A read on Barnes & Noble’s future. The struggling book retailer posts fourth-quarter results a few days after private equity firm G Asset Management made an offer to buy 51% of the company.
South Africa’s new budget could include a tax hike, as the government is forced to choose between a series of unattractive options during a period of slowing economic growth.
While you were sleeping
Bitcoin exchange Mt. Gox was subpoenaed. US prosecutors and Japanese authorities want to know more about the Tokyo-based exchange that crashed this week. Some bitcoin advocates are calling for more regulation.
J. Crew mulls an IPO. The clothing retailer is interviewing banks for an offering that may valued it at up to $5 billion, Bloomberg reports—nearly twice the value of a private equity buyout in 2010.
Hong Kong stays on track… Financial secretary John Tsang said the territory’s growth will be between 3% and 4% this year. He also announced a $2.5 billion fiscal relief package for the city’s working class.
…But the stabbing of a journalist has the city shaken. The ousted editor of an outspoken Hong Kong newspaper was critically injured by unknown assailants, in yet another ominous sign for press freedom in China’s special administrative region.
Airbus ready for takeoff. The European plane maker saw profits rise 21% last year, with earnings predicted to keep rising, as it boosts production of its best-selling single-aisle planes.
Beijing’s smog crisis. The polluted air of China’s capital was unfit to breathe for the sixth straight day, with levels of particulate matter that were nearly 20 times the recommended limit (paywall). Many of the face masks citizens are using don’t do any good at all.
Egypt’s authoritarian stock rally. Shares are up nearly 20% and average volumes have more than doubled in 2014, suggesting that investors favor military-backed rule.

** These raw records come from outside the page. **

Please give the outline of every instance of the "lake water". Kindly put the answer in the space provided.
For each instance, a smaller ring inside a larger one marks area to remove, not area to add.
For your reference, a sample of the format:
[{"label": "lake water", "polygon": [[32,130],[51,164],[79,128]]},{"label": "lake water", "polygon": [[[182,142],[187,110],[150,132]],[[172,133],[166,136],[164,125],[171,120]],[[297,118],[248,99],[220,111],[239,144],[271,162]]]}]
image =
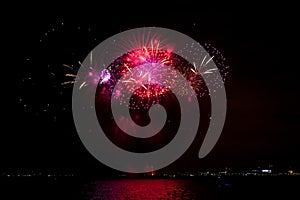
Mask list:
[{"label": "lake water", "polygon": [[298,199],[300,177],[79,180],[4,178],[0,199]]}]

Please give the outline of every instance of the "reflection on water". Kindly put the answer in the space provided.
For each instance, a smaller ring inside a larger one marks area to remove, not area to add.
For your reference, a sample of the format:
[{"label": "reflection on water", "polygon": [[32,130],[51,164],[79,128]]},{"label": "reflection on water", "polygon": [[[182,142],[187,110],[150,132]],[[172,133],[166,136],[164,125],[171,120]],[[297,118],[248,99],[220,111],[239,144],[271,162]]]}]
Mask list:
[{"label": "reflection on water", "polygon": [[[111,180],[86,185],[86,199],[202,199],[209,192],[205,184],[186,180]],[[210,196],[211,199],[212,196]]]}]

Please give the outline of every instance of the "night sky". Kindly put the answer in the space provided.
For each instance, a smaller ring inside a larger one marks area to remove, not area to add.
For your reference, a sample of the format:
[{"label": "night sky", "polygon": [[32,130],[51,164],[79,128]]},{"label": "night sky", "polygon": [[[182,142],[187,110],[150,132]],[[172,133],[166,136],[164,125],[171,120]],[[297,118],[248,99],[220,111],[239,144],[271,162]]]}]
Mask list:
[{"label": "night sky", "polygon": [[110,171],[87,152],[76,133],[72,85],[61,85],[70,80],[63,64],[79,67],[78,61],[101,41],[144,26],[174,29],[200,44],[211,44],[230,66],[225,83],[227,118],[215,148],[199,160],[203,135],[198,134],[165,171],[268,164],[299,169],[300,90],[298,66],[290,64],[296,58],[286,46],[294,29],[286,23],[289,17],[275,11],[183,8],[147,15],[120,11],[112,17],[103,9],[31,9],[8,19],[0,169]]}]

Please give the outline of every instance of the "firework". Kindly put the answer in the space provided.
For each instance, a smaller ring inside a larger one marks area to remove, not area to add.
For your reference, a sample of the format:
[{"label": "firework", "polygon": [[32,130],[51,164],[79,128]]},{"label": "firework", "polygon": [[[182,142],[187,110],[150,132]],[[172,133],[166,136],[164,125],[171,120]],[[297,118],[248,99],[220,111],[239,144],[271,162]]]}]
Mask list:
[{"label": "firework", "polygon": [[[125,95],[125,93],[129,93],[131,98],[140,103],[131,101],[133,105],[128,105],[128,107],[138,109],[139,106],[137,105],[149,108],[172,91],[189,98],[189,96],[193,95],[187,89],[190,86],[198,97],[209,95],[206,85],[211,84],[219,87],[216,84],[220,83],[220,80],[214,79],[214,72],[218,68],[210,68],[209,63],[212,60],[219,67],[223,78],[221,80],[222,83],[225,81],[228,66],[224,67],[224,56],[212,45],[205,44],[206,49],[212,56],[207,53],[200,54],[202,55],[201,57],[193,58],[195,62],[189,63],[180,55],[182,53],[199,51],[199,49],[195,48],[196,45],[186,44],[185,48],[177,50],[175,53],[170,48],[166,50],[166,45],[163,46],[162,44],[163,42],[153,39],[148,47],[142,46],[119,56],[102,71],[97,70],[96,65],[92,65],[93,53],[91,53],[89,60],[92,67],[89,67],[87,77],[77,77],[76,80],[82,82],[78,89],[80,90],[89,84],[96,84],[98,85],[96,98],[101,96],[101,98],[118,101],[120,104],[129,103],[128,95]],[[197,65],[196,63],[199,64]],[[79,64],[81,63],[79,62]],[[76,70],[72,66],[64,66],[70,70]],[[179,81],[178,74],[174,73],[174,69],[187,81],[182,81],[182,79]],[[65,76],[73,78],[73,80],[65,81],[62,83],[63,85],[74,83],[75,72],[67,73]],[[203,76],[210,76],[209,80],[211,81],[205,83]]]}]

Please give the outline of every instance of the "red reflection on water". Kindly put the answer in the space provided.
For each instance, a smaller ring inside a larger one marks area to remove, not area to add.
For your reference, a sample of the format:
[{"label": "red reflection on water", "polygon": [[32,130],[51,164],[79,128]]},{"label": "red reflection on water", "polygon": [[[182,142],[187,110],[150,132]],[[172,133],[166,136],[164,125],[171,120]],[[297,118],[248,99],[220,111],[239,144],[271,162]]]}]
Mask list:
[{"label": "red reflection on water", "polygon": [[85,197],[87,199],[139,200],[196,199],[206,189],[203,185],[195,186],[185,180],[111,180],[92,182],[86,188]]}]

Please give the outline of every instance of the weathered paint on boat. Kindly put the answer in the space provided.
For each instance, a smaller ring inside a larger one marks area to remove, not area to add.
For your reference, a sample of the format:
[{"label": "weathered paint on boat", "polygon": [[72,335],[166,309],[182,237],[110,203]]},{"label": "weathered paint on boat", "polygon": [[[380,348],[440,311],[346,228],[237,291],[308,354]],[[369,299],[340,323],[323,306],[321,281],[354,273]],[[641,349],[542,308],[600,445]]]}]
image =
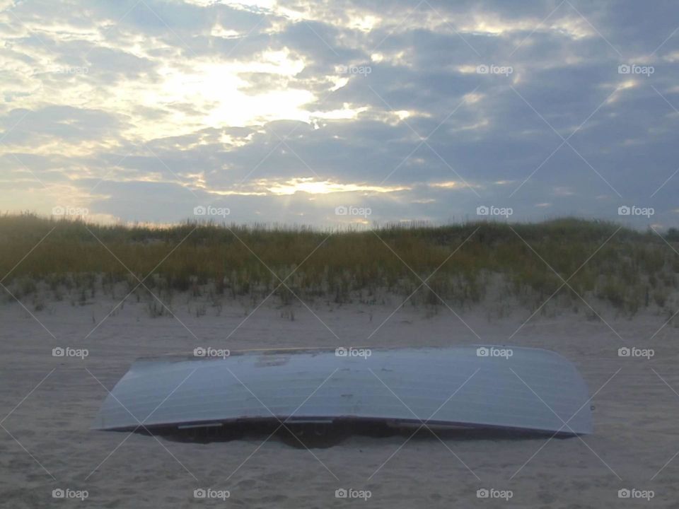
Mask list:
[{"label": "weathered paint on boat", "polygon": [[587,387],[574,365],[555,352],[489,346],[369,351],[139,360],[106,397],[93,428],[276,418],[592,432]]}]

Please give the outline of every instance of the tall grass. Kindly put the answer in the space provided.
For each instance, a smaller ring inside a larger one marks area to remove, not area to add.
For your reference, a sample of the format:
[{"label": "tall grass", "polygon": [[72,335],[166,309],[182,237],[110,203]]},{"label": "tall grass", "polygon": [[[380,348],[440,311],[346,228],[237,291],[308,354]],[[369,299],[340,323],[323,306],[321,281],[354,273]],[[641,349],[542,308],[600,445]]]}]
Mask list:
[{"label": "tall grass", "polygon": [[284,303],[294,300],[292,293],[369,303],[384,291],[410,295],[420,278],[436,271],[427,280],[431,290],[423,287],[414,298],[439,305],[440,297],[463,306],[484,299],[492,276],[500,274],[504,295],[535,308],[562,285],[561,278],[575,273],[568,280],[572,291],[566,286],[561,291],[576,301],[574,291],[629,314],[673,305],[679,256],[653,232],[616,230],[574,218],[359,231],[188,222],[102,226],[7,215],[0,216],[0,278],[20,296],[35,292],[37,282],[55,294],[64,288],[94,292],[97,281],[134,286],[136,276],[167,291],[209,286],[217,295],[254,299],[277,288]]}]

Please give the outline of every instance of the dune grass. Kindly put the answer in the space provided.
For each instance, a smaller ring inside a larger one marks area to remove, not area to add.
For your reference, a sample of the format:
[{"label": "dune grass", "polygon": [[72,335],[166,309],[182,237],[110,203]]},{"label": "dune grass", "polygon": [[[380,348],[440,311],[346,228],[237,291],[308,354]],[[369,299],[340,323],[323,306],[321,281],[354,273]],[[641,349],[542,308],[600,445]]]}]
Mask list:
[{"label": "dune grass", "polygon": [[497,297],[531,309],[565,279],[559,293],[569,302],[579,300],[574,291],[633,315],[642,307],[676,305],[679,255],[666,242],[674,240],[575,218],[323,231],[189,222],[102,226],[6,215],[0,216],[0,277],[17,298],[35,293],[39,283],[57,298],[77,288],[86,298],[86,291],[98,285],[134,288],[139,279],[166,291],[209,287],[217,296],[253,299],[274,291],[284,304],[296,300],[294,294],[378,303],[381,292],[405,298],[436,271],[414,302],[471,305],[486,298],[499,275]]}]

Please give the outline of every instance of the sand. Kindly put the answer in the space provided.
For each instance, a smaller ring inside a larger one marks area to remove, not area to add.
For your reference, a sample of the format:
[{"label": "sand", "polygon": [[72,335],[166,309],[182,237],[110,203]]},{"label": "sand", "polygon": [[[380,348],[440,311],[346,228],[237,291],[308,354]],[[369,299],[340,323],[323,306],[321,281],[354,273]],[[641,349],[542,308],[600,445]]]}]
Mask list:
[{"label": "sand", "polygon": [[[309,452],[276,438],[262,445],[266,436],[196,444],[89,427],[106,395],[100,382],[112,388],[142,356],[196,346],[505,344],[529,314],[516,310],[489,320],[481,308],[456,310],[458,318],[443,307],[432,313],[407,305],[368,339],[399,298],[370,307],[318,300],[309,305],[313,314],[301,304],[284,308],[269,301],[244,322],[253,306],[224,301],[197,317],[197,303],[180,296],[173,304],[178,319],[153,318],[146,303],[130,298],[90,334],[116,302],[103,296],[85,305],[47,302],[40,312],[27,303],[42,324],[16,303],[0,305],[0,418],[8,414],[2,421],[8,433],[0,428],[0,505],[602,508],[676,507],[679,499],[679,457],[665,466],[679,451],[678,329],[668,325],[650,339],[666,315],[649,312],[630,320],[602,311],[606,324],[582,310],[550,312],[533,317],[509,341],[555,350],[576,363],[596,393],[595,433],[581,440],[453,434],[439,440],[425,433],[403,445],[407,437],[400,435],[353,436]],[[88,356],[53,357],[57,346],[86,348]],[[655,355],[621,358],[622,346],[651,348]],[[229,497],[196,499],[199,488],[228,490]],[[86,490],[88,496],[54,498],[58,488],[72,490],[70,495]],[[340,488],[371,496],[337,498]],[[482,488],[509,490],[512,496],[479,498]],[[620,500],[622,488],[652,491],[654,496],[650,503]]]}]

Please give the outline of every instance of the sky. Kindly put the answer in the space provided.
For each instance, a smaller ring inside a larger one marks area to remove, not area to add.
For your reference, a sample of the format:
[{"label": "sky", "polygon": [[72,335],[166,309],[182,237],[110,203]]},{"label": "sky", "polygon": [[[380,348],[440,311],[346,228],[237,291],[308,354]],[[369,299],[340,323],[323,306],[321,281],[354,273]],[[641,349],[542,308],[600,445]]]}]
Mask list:
[{"label": "sky", "polygon": [[676,227],[678,62],[666,0],[0,0],[0,211]]}]

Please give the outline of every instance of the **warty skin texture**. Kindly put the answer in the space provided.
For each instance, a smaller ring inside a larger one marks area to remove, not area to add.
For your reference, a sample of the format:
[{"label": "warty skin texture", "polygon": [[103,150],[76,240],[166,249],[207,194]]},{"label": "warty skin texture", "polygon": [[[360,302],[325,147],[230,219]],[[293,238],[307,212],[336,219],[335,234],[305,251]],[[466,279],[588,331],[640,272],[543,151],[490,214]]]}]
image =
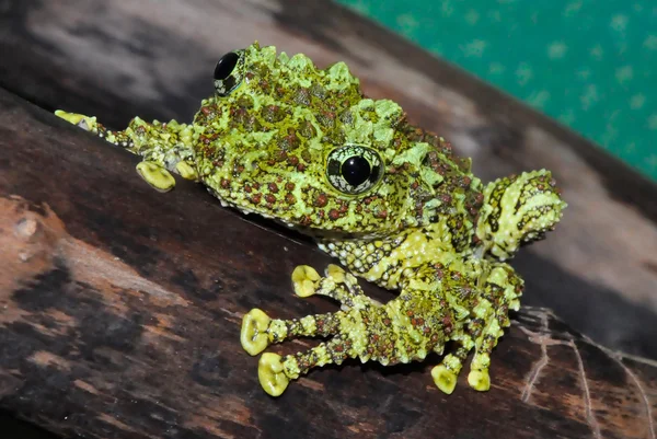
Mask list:
[{"label": "warty skin texture", "polygon": [[[171,172],[197,181],[224,206],[312,235],[346,267],[292,273],[298,296],[326,296],[341,303],[335,313],[244,316],[251,355],[293,337],[328,337],[296,355],[263,354],[263,389],[278,396],[315,367],[423,360],[453,342],[431,370],[436,385],[451,393],[474,350],[468,382],[488,390],[491,353],[523,287],[505,261],[542,239],[566,207],[550,172],[484,185],[470,160],[410,124],[397,104],[366,97],[344,62],[319,69],[304,55],[255,43],[221,58],[215,88],[188,125],[136,117],[112,131],[95,117],[57,115],[141,155],[137,172],[155,189],[173,188]],[[400,293],[378,303],[356,276]]]}]

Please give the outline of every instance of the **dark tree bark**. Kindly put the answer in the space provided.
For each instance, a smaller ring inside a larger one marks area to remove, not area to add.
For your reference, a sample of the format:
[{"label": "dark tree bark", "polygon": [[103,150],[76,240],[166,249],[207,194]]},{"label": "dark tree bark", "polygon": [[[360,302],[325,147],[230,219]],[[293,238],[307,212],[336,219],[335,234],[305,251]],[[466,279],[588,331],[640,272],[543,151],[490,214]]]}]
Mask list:
[{"label": "dark tree bark", "polygon": [[484,180],[549,167],[569,203],[514,262],[523,303],[554,313],[517,315],[491,392],[462,377],[440,394],[429,358],[318,370],[272,400],[239,345],[241,315],[335,310],[295,298],[288,279],[330,259],[196,185],[153,193],[136,158],[3,92],[0,407],[92,438],[655,438],[655,363],[598,343],[657,358],[657,188],[597,147],[330,2],[26,0],[0,2],[0,30],[1,85],[115,128],[188,120],[218,57],[256,38],[322,67],[345,60]]},{"label": "dark tree bark", "polygon": [[135,157],[7,92],[0,134],[0,405],[41,426],[90,438],[654,437],[655,363],[529,307],[494,353],[487,393],[462,374],[443,395],[429,358],[316,370],[270,398],[240,347],[241,316],[335,310],[289,281],[327,256],[194,184],[154,193]]}]

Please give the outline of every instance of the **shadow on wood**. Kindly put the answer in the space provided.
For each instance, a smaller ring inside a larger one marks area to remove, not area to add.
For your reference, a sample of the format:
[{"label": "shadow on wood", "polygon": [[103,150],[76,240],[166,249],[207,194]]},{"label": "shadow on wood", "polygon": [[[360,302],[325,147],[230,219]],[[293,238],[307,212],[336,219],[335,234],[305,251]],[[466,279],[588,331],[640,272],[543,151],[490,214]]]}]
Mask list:
[{"label": "shadow on wood", "polygon": [[[553,309],[614,349],[657,359],[657,187],[601,149],[463,71],[328,1],[8,2],[0,84],[123,129],[189,120],[226,51],[254,39],[319,66],[347,61],[373,97],[473,158],[484,181],[548,167],[569,208],[515,265],[526,304]],[[602,123],[602,122],[601,122]],[[96,169],[97,171],[97,169]]]}]

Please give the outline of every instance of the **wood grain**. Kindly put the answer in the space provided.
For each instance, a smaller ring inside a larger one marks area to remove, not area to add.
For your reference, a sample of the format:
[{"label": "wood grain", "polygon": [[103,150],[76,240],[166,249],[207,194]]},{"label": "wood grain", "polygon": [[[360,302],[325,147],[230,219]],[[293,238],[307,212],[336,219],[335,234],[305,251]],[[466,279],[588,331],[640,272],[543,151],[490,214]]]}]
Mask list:
[{"label": "wood grain", "polygon": [[657,187],[463,71],[327,1],[24,0],[0,1],[0,85],[116,128],[134,115],[189,120],[216,60],[254,39],[321,67],[347,61],[369,95],[397,101],[484,180],[553,170],[569,208],[514,265],[523,303],[596,342],[530,309],[494,354],[495,392],[462,382],[446,398],[430,361],[351,363],[274,402],[238,321],[254,305],[334,309],[295,299],[287,278],[327,259],[186,182],[153,194],[134,158],[2,93],[0,406],[89,437],[655,438],[655,366],[598,344],[657,359]]},{"label": "wood grain", "polygon": [[[598,147],[463,71],[327,1],[4,2],[0,84],[47,109],[189,120],[226,51],[254,39],[345,60],[373,97],[474,159],[484,180],[549,167],[569,208],[516,266],[526,303],[597,342],[657,359],[657,186]],[[600,123],[603,123],[601,120]]]},{"label": "wood grain", "polygon": [[[0,407],[88,438],[655,438],[657,363],[612,353],[527,307],[493,356],[493,388],[451,396],[438,358],[347,361],[277,400],[239,343],[241,316],[336,310],[291,292],[330,258],[0,92]],[[368,292],[389,299],[390,293]],[[298,340],[277,351],[300,350]]]}]

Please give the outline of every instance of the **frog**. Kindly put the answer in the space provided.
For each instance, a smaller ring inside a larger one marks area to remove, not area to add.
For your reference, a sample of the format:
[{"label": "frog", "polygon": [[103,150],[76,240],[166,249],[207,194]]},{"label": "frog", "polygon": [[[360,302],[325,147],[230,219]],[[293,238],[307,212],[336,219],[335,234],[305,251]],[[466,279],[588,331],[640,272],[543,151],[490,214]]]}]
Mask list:
[{"label": "frog", "polygon": [[[525,288],[509,259],[554,230],[567,206],[551,172],[484,184],[397,103],[366,96],[343,61],[321,69],[256,42],[220,57],[212,79],[191,124],[135,117],[111,130],[92,116],[56,115],[140,155],[136,171],[157,190],[175,186],[172,174],[198,182],[224,207],[310,235],[339,263],[291,274],[298,297],[328,298],[338,311],[244,314],[240,343],[260,355],[263,390],[279,396],[347,359],[389,366],[437,354],[431,379],[451,394],[472,351],[468,384],[489,390],[491,355]],[[359,278],[397,296],[381,303]],[[324,340],[265,351],[298,337]]]}]

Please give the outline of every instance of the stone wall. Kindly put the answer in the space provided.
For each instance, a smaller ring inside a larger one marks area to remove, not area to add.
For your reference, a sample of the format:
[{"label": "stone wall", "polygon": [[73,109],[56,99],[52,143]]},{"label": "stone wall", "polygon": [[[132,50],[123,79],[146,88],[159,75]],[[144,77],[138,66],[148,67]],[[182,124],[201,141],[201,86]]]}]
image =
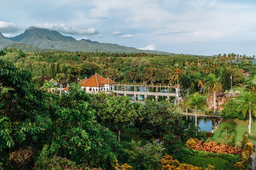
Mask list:
[{"label": "stone wall", "polygon": [[[213,101],[214,95],[213,93],[211,94],[208,96],[207,101],[208,101],[208,107],[209,109],[212,108],[214,108],[214,102]],[[221,106],[222,104],[225,103],[227,101],[227,99],[225,95],[223,93],[220,93],[219,94],[216,94],[216,106],[215,109],[218,110],[222,110],[223,108]]]}]

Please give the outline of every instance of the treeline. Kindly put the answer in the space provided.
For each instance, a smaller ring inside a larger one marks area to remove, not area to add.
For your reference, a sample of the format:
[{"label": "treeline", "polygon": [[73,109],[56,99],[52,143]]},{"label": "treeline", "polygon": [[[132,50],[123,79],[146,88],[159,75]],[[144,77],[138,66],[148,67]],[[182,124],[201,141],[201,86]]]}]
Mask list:
[{"label": "treeline", "polygon": [[49,75],[64,86],[97,73],[121,83],[175,85],[179,80],[184,89],[204,92],[205,79],[211,73],[220,77],[224,90],[230,88],[231,74],[233,84],[243,84],[246,73],[254,68],[254,58],[234,53],[202,57],[56,51],[28,53],[22,58],[9,54],[4,58],[31,71],[36,81],[40,76]]}]

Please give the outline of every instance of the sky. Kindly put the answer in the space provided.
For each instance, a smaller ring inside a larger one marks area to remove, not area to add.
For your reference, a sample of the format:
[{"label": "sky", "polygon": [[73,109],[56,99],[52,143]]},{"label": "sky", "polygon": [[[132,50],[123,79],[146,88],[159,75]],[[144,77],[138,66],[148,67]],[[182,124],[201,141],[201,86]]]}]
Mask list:
[{"label": "sky", "polygon": [[30,26],[176,54],[256,55],[256,0],[3,0],[0,32]]}]

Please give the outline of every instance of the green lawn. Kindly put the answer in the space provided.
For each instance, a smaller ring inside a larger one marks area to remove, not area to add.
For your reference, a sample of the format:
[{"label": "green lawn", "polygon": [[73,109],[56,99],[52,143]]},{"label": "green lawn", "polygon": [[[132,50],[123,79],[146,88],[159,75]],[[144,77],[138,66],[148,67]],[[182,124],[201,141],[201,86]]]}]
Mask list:
[{"label": "green lawn", "polygon": [[245,89],[245,87],[236,87],[234,86],[233,88],[233,91],[234,93],[236,92],[236,91],[238,91],[240,92],[240,95],[243,95],[244,93],[244,90]]},{"label": "green lawn", "polygon": [[[225,121],[224,120],[223,121]],[[234,137],[233,144],[234,144],[237,141],[243,141],[244,137],[244,132],[247,130],[247,124],[248,120],[244,121],[242,120],[237,120],[234,129],[230,132],[230,134]],[[251,129],[252,134],[249,135],[249,138],[252,143],[254,141],[256,141],[256,123],[253,122],[252,124]],[[215,141],[225,141],[224,137],[225,133],[224,131],[221,131],[218,129],[216,130],[214,133],[213,134],[211,138]]]}]

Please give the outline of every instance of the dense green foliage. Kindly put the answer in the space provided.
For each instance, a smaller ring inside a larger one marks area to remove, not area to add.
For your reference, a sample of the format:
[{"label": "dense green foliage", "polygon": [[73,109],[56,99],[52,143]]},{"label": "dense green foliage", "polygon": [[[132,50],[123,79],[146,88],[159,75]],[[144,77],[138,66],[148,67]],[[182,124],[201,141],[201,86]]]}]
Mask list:
[{"label": "dense green foliage", "polygon": [[239,161],[240,157],[232,154],[213,153],[210,152],[191,150],[183,149],[180,162],[207,168],[208,165],[213,166],[216,170],[234,170],[235,164]]},{"label": "dense green foliage", "polygon": [[[183,104],[196,112],[204,110],[205,88],[209,93],[223,91],[225,84],[230,83],[230,78],[222,79],[227,76],[225,72],[230,71],[234,80],[237,78],[237,83],[243,82],[236,74],[239,63],[235,64],[224,55],[215,56],[218,59],[215,60],[183,55],[48,52],[30,53],[24,58],[24,53],[13,48],[4,49],[0,54],[13,62],[0,60],[0,156],[4,169],[23,165],[31,169],[33,163],[40,165],[35,167],[38,169],[49,164],[58,168],[54,159],[62,163],[62,168],[68,165],[70,168],[81,166],[117,169],[117,159],[122,163],[130,164],[133,169],[157,169],[165,153],[181,162],[204,168],[209,164],[216,169],[223,169],[227,165],[234,167],[238,161],[239,156],[182,149],[189,137],[206,139],[207,133],[199,132],[196,123],[191,125],[191,130],[184,130],[182,115],[170,101],[131,103],[128,97],[87,94],[79,84],[74,83],[78,78],[81,79],[97,72],[120,82],[177,85],[181,82],[182,97],[189,99]],[[246,68],[246,63],[243,64]],[[39,76],[48,75],[58,83],[70,83],[68,93],[54,94],[55,82],[39,83]],[[245,107],[241,108],[244,109],[237,110],[245,117],[248,112],[255,116],[254,103],[249,94],[254,93],[256,84],[251,79],[247,84],[250,92],[242,95],[238,103],[245,104]],[[245,107],[248,104],[253,108]],[[229,114],[224,113],[237,116]],[[123,127],[131,123],[137,128],[137,136],[132,142],[120,145],[118,141]],[[141,142],[137,140],[140,137],[143,138]],[[246,151],[243,157],[247,158],[249,152]],[[30,158],[25,159],[28,153]],[[11,155],[15,156],[11,159]],[[12,166],[8,166],[11,164]]]}]

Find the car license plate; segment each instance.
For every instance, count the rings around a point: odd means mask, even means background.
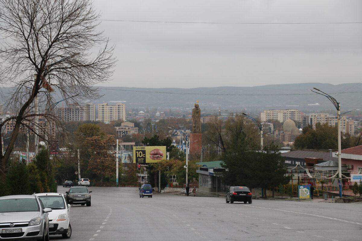
[[[22,229],[21,228],[12,228],[1,230],[1,233],[21,233]]]

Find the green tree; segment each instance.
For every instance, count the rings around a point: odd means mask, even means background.
[[[359,190],[359,187],[358,186],[358,184],[357,182],[355,182],[354,184],[353,184],[353,186],[352,187],[352,191],[353,192],[353,194],[355,196],[358,193]]]
[[[269,187],[276,187],[280,184],[285,185],[289,182],[290,177],[287,175],[287,169],[283,164],[284,158],[276,146],[270,144],[264,146],[260,154],[253,170],[255,181],[259,180],[258,186],[266,190]],[[264,192],[264,197],[266,197],[266,192]]]
[[[113,150],[115,140],[110,135],[104,139],[95,136],[87,138],[87,141],[90,154],[88,169],[97,175],[98,178],[100,176],[100,181],[103,182],[105,175],[110,177],[115,174],[115,156],[110,151]]]
[[[328,123],[316,124],[314,129],[308,125],[303,128],[302,134],[295,138],[294,147],[297,149],[338,149],[337,126],[330,126]],[[341,146],[342,149],[352,147],[351,137],[341,134]]]

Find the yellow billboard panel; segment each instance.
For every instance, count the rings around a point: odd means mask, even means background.
[[[166,160],[165,146],[133,147],[133,163],[146,164]]]

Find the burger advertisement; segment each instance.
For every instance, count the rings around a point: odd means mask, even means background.
[[[133,163],[145,164],[166,160],[165,146],[133,147]]]

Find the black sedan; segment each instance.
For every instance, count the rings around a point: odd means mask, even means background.
[[[66,181],[63,183],[63,187],[66,188],[68,186],[73,186],[73,182],[71,181]]]
[[[226,191],[226,202],[233,203],[234,202],[248,202],[251,204],[251,191],[246,186],[231,186]]]

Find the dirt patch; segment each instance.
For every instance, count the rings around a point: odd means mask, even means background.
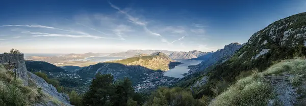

Quartz obsession interlude
Leo Mirani on why there’s no point banning Google Glass in cars—at least, not yet. “In the coming years, cars are going to change unrecognizably. We will interact with them not through buttons and dials but by waving our hands, talking to them or, with eye-tracking technology, simply by looking around. Legislation is not prepared for that sort of change. Does talking to your car constitute the same sort of distraction as talking to somebody else on a hands-free device? Are larger and larger dashboard display screens the equivalent of looking at a Facebook post? Arguably not, because you’re looking to the screens and talking to your car about road-related things while a Facebook update from your ex-boyfriend might trigger an emotional, and therefore distracting, response.” Read more here.
Matters of debate
The Comcast-Netflix deal has nothing to do with net neutrality. Most of the mainstream commentary is ignorant of how the internet actually works.
Higher education’s golden age is over. The failure to adapt has created a big opportunity for online education.
Ghostbusters isn’t really about ghosts. The classic ’80s film is “a Reaganite carnival of ideological triumph.”
We’re managing the internet all wrong. It’s a utility, not a luxury, and should be treated as such.
The worst thing Bill Gross could do is retire. If the investment manager leaves, investments will follow him out the door.
Silicon Valley is the new Wall Street. The center of the financial world is moving west.
Americans are actually getting skinnier. There’s been a 43% drop in obesity among young children in the United States over the past decade.
The internet of washing machines is upon us. Control all of its functions from your smartphone, for some reason.
Harnessing Tetris’s distractive qualities. Playing the game for just three minutes can reduce the urge to eat, smoke and drink.
Cosmetic surgery for hipsters. The beard trend has led to a rise in facial-hair transplants.